OKUL MÜDÜRLERİ İŞVEREN Mİ?

Okul müdürlerinin işveren olup olmadığı hususunu daha önceki yıllarda (7-8 yıl önce) ele almıştım. Bu konuyu gündeme taşımamın nedeni, o dönem içerisinde okul müdürlerinin bir şekilde zorunluluktan dolayı okullarında eleman çalıştırmaları ve buna bağlı oluşan şikâyetler neticesinde, “sigortasız eleman çalıştırıp sigorta primlerini yatırmama” suçuyla yüklü miktarlarda ceza ödemek zorunda kalmalarıydı. Bu sorun halen devam ederken, okul müdürlerine süreç içerisinde yeni görev ve sorumluluklar eklenerek risk unsurları daha da arttırılmıştır. Yönetici olarak okul müdürlerinin okul işleriyle ilgili kadrolama eksikliği sonucu kendi imkânlarınca çevreden istihdam ettiği çalışanların sigorta işlemleri ile ilgili görev alanlarına, “İş Sağlığı ve Güvenliği” kapsamında da ek görev ve sorumluluklar yüklenmiştir. Birçok okul müdürü okullarında meydana gelen kazalar sonucunda “işveren/sorumlu” olarak hem adli ve hem de idari cezalarla karşılaşmaya başladılar. Burada yeni problem alanları oluşmaya başladı. Yasaların çıkış nedeni elbette idarenin iş ve işlemlerini daha düzenli, kamu kaynaklarını etkin/verimli yürütmelerini ve en nihayetinde kamu yararını sağlamaktır. Ancak, yasaların fonksiyonel ve kamuya gerçekten katkı sağlamasını istiyorsak, yasanın uygulanabilir alt yapısının olup olmadığının da analiz edilmesi gerekir.

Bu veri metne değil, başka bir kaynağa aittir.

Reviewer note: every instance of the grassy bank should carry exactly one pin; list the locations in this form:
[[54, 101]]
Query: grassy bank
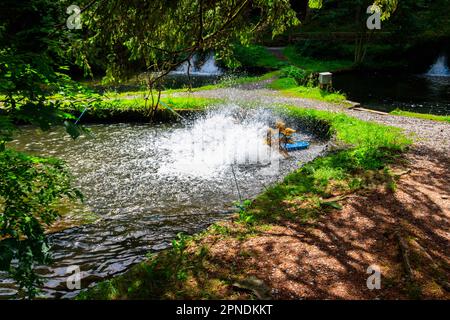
[[120, 108], [289, 87], [315, 65], [425, 116], [191, 269]]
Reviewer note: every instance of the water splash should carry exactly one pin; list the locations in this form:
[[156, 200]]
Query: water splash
[[439, 68], [130, 176], [207, 68], [223, 137]]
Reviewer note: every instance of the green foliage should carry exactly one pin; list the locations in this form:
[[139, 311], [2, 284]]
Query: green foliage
[[30, 190], [254, 56], [301, 76], [283, 84], [161, 35], [287, 88], [367, 148], [313, 64], [244, 215], [432, 117]]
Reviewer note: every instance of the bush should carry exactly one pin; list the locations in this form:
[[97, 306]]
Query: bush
[[256, 56], [300, 75]]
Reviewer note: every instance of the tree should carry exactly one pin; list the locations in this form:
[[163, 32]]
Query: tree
[[160, 35], [31, 58]]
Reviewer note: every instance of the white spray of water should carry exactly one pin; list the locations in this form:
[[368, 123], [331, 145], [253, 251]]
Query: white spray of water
[[439, 68], [222, 138]]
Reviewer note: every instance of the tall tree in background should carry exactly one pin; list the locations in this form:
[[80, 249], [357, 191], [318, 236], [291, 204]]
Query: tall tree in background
[[161, 35]]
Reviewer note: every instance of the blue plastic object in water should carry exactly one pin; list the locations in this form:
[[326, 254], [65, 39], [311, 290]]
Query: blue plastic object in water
[[298, 145]]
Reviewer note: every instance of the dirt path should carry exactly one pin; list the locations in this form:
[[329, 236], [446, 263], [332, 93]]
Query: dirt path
[[328, 259]]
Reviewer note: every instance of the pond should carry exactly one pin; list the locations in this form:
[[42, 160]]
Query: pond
[[145, 183], [389, 91]]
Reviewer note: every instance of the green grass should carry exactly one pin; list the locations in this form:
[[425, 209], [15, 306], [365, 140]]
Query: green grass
[[426, 116], [289, 87], [189, 271], [315, 65], [256, 56]]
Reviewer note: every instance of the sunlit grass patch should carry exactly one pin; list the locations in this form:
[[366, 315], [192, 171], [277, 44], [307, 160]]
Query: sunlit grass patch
[[315, 65], [426, 116]]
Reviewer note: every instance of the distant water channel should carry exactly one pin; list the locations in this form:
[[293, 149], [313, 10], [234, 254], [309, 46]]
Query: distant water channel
[[145, 183]]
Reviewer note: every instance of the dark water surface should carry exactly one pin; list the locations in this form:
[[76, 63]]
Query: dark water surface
[[387, 92], [145, 183]]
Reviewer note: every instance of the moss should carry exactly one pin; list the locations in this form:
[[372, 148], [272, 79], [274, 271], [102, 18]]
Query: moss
[[190, 271], [425, 116]]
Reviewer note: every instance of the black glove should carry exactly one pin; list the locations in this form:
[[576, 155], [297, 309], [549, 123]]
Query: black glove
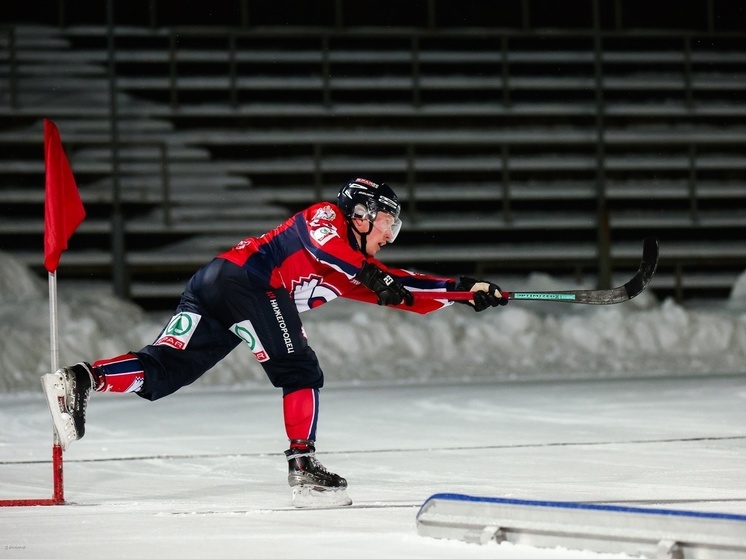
[[389, 291], [486, 294]]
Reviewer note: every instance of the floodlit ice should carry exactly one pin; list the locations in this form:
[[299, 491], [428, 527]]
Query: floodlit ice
[[505, 403]]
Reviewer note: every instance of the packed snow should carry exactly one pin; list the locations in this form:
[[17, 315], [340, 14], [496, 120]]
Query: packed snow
[[359, 343], [640, 403]]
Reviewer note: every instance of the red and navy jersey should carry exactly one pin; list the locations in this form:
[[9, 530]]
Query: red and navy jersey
[[313, 256]]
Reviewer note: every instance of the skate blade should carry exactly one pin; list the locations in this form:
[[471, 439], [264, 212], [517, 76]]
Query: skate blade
[[308, 496], [54, 390]]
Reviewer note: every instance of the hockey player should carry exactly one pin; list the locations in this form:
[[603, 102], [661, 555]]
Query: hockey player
[[254, 293]]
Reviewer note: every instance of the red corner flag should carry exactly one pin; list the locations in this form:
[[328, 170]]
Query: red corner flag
[[63, 210]]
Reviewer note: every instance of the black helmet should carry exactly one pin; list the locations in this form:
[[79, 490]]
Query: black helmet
[[363, 199]]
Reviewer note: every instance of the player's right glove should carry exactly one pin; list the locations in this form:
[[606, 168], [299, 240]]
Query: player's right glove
[[389, 291], [486, 294]]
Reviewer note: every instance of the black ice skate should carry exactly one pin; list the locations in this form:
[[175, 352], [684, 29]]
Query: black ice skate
[[68, 391], [313, 485]]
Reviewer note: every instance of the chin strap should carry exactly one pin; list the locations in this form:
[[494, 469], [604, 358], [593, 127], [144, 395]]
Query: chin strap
[[363, 236]]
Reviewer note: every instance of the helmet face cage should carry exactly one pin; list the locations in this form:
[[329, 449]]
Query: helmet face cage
[[363, 199]]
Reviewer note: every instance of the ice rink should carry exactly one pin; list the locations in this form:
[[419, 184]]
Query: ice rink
[[201, 474], [642, 403]]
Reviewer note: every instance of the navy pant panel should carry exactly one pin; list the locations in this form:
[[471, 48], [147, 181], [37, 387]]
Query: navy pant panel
[[222, 294]]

Bu analizler yapılmadığı durumlarda hem yasa etkin işlememiş, hem de oluşan sorunlarda kamu görevlileri (onlardan kaynaklanmadığı halde) çok büyük müeyyidelerle karşılaşmak zorunda bırakılmaktadırlar.

            Daha çok iş kazalarıyla gündeme gelen 6331 Sayılı İş Sağlığı ve Güvenliği Kanunu, Milli Eğitim Bakanlığına kurumlarda/okullardaki yöneticileri işveren ve işveren vekili konumunda tanımlamış olup, her hangi bir problem durumunda sorumlu kişiler olarak görmüştür. 6331 Sayılı Kanunun 3 üncü maddesinde: “İşveren vekilleri bu Kanun bakımından işveren sayılır.” denilmiştir. Yani tüm kamu kurum ve kuruluşlarında işin ve işyerinin yönetiminde görev alan kamu görevlileri Kanunun uygulanması bakımından işveren gibi muhatap alınacaklardır. 6331 sayılı kanuna göre işveren ve ya işveren vekili;

     -Risk değerlendirmesi, kontrol, ölçüm ve araştırma,

     -Acil durum planları, yangınla mücadele ve ilk yardım,

     -İş kazası ve meslek hastalıklarının kayıt ve bildirimi,

     -Çalışanların Sağlık gözetimi,

     -Çalışanların eğitimi,

     -Çalışanların görüşlerinin alınması ve katılımlarının sağlanması,

    -İş sağlığı ve güvenliği kurulu (50 ve daha fazla çalışanı olan kurumlarda) ile ilgili çalışmaları yapması gerekmektedir. İSG ile ilgili bu iş ve işlemleri yapmayan yöneticilerin ceza alma riskleri bulunmaktadır. Yasanın çıktığı andan itibaren okul ve kurumalarda işin süreçleri, eğitimleri ve buna bağlı alt yapı düzenlemeleri büyük oranda tamamlanmasına rağmen, oluşan her problemde okul yöneticileri ilk hesaba çekilen kişi olmaktadır.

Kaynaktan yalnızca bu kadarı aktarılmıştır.